A
year after my rappelling adventure I visited the
limestone tower in Babag with my former companions -- Judge P and Lito, and
new fellow-trekkers -- Gingin, Rene, and Ross.
Yeah, due to some miscommunication I was the only girl in the group because I was not supposed to join them that day. To make a long story short, my mom was attending a wedding where the judge was also one of the main sponsors that morning. He was accompanied by his wife, my best friend, Jane. My mom and Jane promptly called home -- four or five times --, disrupting my weekend beauty rest and begged, nagged, demanded I join them for the lunch reception -- Jane dangling that mountaineering trip with the judge at 2:00 p.m. I gatecrashed the wedding party attired in a midriff shirt that exposed my navel, denim skort (part shorts, part skirt), hiking shoes, and backpack. Mom was so embarassed she asked me to step out.

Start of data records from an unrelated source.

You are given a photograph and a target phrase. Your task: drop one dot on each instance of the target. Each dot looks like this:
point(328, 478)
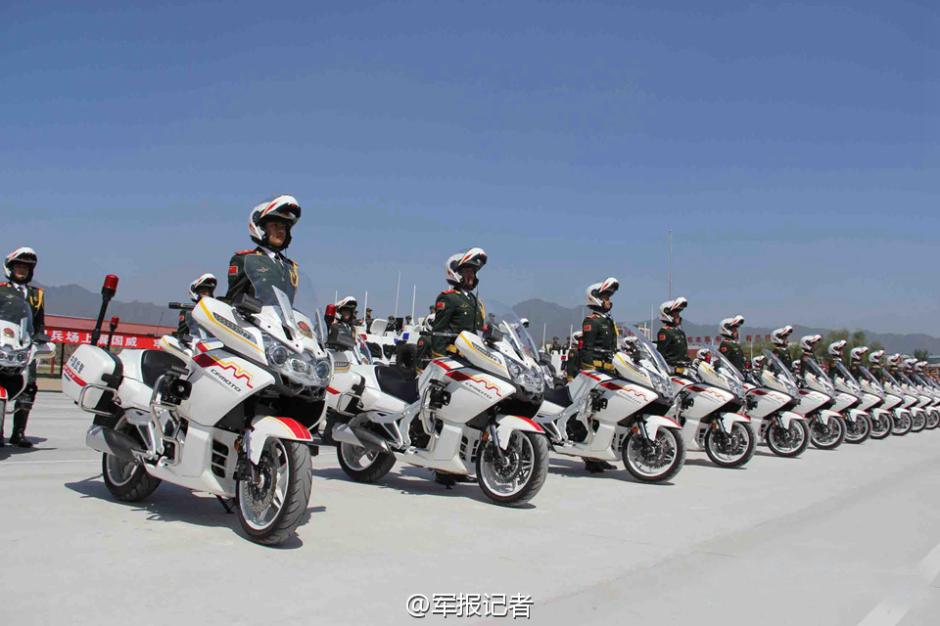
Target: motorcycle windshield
point(519, 337)
point(870, 378)
point(14, 310)
point(846, 375)
point(812, 367)
point(729, 373)
point(652, 361)
point(781, 372)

Judge P said it will be an easy hike. "We're going to do some orienteering. It's Gingin's idea," he said. "It's set for tomorrow, this small group of men is just the advance party that will set up the different points." Another miscommunication. It definitely was not an easy hike. It was much much more than a hike. We climbed rockwalls, holding on to balete tree roots and vines; crawled through cracks in the limestone walls, with hardly a hand-hold or foot-hold to cling to; slipped over badly eroded trails whose parched soil and stones gave under our weight; and got tangled in a trail festooned with intertwined vines and thorny brambles. Judge P wouldn't let us cut the vines because we might make the mistake of grabbing on to these should we slip.

To
add insult to injury, Judge P announced to our new pals that we were traversing
the "Lady's Trail" which was the easier one, than the steeper and
tougher "Pedro's Trail." I didn't take offense. I did Pedro's Trail
the first time we came here to rappell -- yeah, and I was bellyaching all
the way to the top at that time, too. The Lady's Trail was no walk in the
park either. Gingin and Ross were already drenched in sweat before we even
got halfway. It was tougher on Ross -- he had a fear of heights and snakes.
He was clearly out of his element -- outfitted in walking shoes, long-sleeved
checkered shirt, and a native Marlboro hat. They took the Judge's word that
it will be just an easy hike and that this is a day trip.

Going down is always the trickiest. We had to use leg muscles that hardly get any work-out in the city streets. We had to brace our bodies against the pull of gravity, occasionally failing at this and getting another bruise or scratch for our little slips. We tripped over loose stones, made a few wrong turns as the sun sank behind the mountains, ... and a thrill for me -- had to find our way back to civilization in darkness without flashlights with me leading the pack. My homing instincts (I was really thirsting for a cold bottle of Coke) got us through although I mistook the dried creek for the trail.
But what a feeling ... Rene summed it best as we paused for a liter of Coke and recharged our batteries at a nipa and bamboo shed: "I feel light -- like all the tension, stress and stiffness from work has disappeared." All laughed when I added, "actually they just transferred to our thighs."
I like best what Kate wrote about mountaineering: "While there, I knew that there were a lot of things to think about back home but in the mountains, they were just vague memories. They did not have the power to vex me."